O filme desliza entre tempos, conduzindo o espectador por fragmentos da glória de Callas, em performances que ressoam como despedidas antecipadas. Um dos momentos mais simbólicos acontece quando a soprano entoa “Ave Maria”, de Verdi, como se resumisse ali toda a sua travessia. Mas a dimensão etérea da diva se dissolve quando a narrativa a fixa em sua residência parisiense nos anos finais. Cercada por empregados que lhe oferecem um afeto reverente, ela busca, entre os gestos cotidianos, uma confirmação de sua própria grandeza. A relação com Bruna (Alba Rohrwacher), a governanta, ganha nuances delicadas, em especial na cena em que Callas busca a sinceridade da funcionária sobre sua voz. Paralelamente, Ferruccio (Pierfrancesco Favino), o mordomo, move um piano enquanto luta contra dores lombares, numa ironia cruel que contrapõe o peso da arte à vulnerabilidade do corpo.

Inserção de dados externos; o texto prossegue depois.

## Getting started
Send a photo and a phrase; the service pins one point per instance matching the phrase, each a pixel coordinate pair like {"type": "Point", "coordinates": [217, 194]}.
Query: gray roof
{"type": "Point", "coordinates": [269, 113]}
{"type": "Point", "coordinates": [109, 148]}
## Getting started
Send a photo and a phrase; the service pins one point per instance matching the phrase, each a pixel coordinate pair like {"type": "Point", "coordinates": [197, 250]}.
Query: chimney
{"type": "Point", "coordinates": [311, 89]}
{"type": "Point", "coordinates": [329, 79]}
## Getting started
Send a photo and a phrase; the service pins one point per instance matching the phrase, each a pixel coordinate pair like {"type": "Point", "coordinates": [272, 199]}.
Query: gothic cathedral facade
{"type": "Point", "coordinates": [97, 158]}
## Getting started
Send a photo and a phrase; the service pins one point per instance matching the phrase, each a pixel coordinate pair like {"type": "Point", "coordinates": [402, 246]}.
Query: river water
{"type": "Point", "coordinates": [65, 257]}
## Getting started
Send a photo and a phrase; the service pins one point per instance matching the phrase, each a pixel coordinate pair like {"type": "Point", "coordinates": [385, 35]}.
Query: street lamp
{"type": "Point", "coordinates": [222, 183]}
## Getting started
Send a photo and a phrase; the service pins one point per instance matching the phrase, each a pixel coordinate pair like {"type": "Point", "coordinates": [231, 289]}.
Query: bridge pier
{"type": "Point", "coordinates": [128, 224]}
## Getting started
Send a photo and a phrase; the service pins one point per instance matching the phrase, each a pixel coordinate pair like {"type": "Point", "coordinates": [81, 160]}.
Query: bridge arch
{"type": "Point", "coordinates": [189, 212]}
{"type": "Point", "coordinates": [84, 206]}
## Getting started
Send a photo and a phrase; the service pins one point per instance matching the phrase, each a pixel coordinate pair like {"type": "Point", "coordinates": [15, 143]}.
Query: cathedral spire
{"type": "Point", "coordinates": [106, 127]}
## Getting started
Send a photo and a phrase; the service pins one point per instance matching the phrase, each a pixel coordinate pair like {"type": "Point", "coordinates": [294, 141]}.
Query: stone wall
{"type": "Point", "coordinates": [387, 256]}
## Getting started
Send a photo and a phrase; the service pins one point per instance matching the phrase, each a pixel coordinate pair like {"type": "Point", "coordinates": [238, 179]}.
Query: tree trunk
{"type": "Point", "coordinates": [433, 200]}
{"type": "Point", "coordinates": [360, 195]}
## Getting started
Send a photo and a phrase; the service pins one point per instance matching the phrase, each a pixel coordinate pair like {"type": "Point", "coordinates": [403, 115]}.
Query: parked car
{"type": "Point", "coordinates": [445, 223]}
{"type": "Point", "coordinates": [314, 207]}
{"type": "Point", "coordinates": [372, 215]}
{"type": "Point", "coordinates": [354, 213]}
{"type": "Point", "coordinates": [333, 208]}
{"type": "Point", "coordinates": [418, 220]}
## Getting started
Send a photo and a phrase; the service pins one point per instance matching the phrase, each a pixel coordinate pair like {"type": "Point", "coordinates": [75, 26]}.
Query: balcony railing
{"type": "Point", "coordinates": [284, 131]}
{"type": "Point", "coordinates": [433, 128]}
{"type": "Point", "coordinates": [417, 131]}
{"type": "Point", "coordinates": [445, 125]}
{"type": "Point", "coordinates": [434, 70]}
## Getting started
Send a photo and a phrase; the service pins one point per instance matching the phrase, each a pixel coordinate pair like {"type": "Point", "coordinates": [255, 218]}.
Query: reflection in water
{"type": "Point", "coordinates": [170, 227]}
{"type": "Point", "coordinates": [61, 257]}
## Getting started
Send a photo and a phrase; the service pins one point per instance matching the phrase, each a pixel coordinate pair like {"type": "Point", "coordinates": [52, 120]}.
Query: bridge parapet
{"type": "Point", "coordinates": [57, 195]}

Mas Larraín não se contenta em retratar a diva em seu refúgio doméstico. A presença constante de Mandrax, um jornalista imaginário que persegue Callas por onde quer que vá, adiciona um elemento de tensão surrealista. Ele encarna não apenas a obsessão da mídia, mas também os fantasmas internos que a soprano carregava consigo. O nome não é aleatório: remete à substância presente nos comprimidos que ela consumia em busca de alívio. Essa figura espectral a acompanha em passeios por Paris, entre restaurantes que visita não para se alimentar, mas para reafirmar seu estatuto de entidade admirada. É nessa relação entre realidade e devaneio que o filme encontra sua potência máxima, desdobrando-se como um estudo sobre a ilusão do estrelato e a impossibilidade de se desvencilhar daquilo que se tornou parte do imaginário coletivo.
Larraín costura essa miragem com a ajuda de um elenco que abraça a proposta com convicção. Kodi Smit-McPhee interpreta Mandrax como uma sombra elegante e impiedosa, enquanto Haluk Bilginer dá a Onassis um ar de maldição irremovível, um espectro tão real quanto o próprio passado que Callas nunca conseguiu deixar para trás. E é nessa prisão invisível que reside a força do filme. Ao fim dos 123 minutos, fica a impressão de que Callas foi mais do que uma voz prodigiosa: foi um eco perpétuo de algo inalcançável, uma figura que nunca se despediu completamente. No momento em que sua irmã Yakinthi (Valeria Golino) implora para que ela feche a porta do passado, o filme sutilmente sugere que talvez certas existências sejam condenadas a nunca encerrá-lo. Um destino reservado apenas àqueles que transcendem o próprio tempo.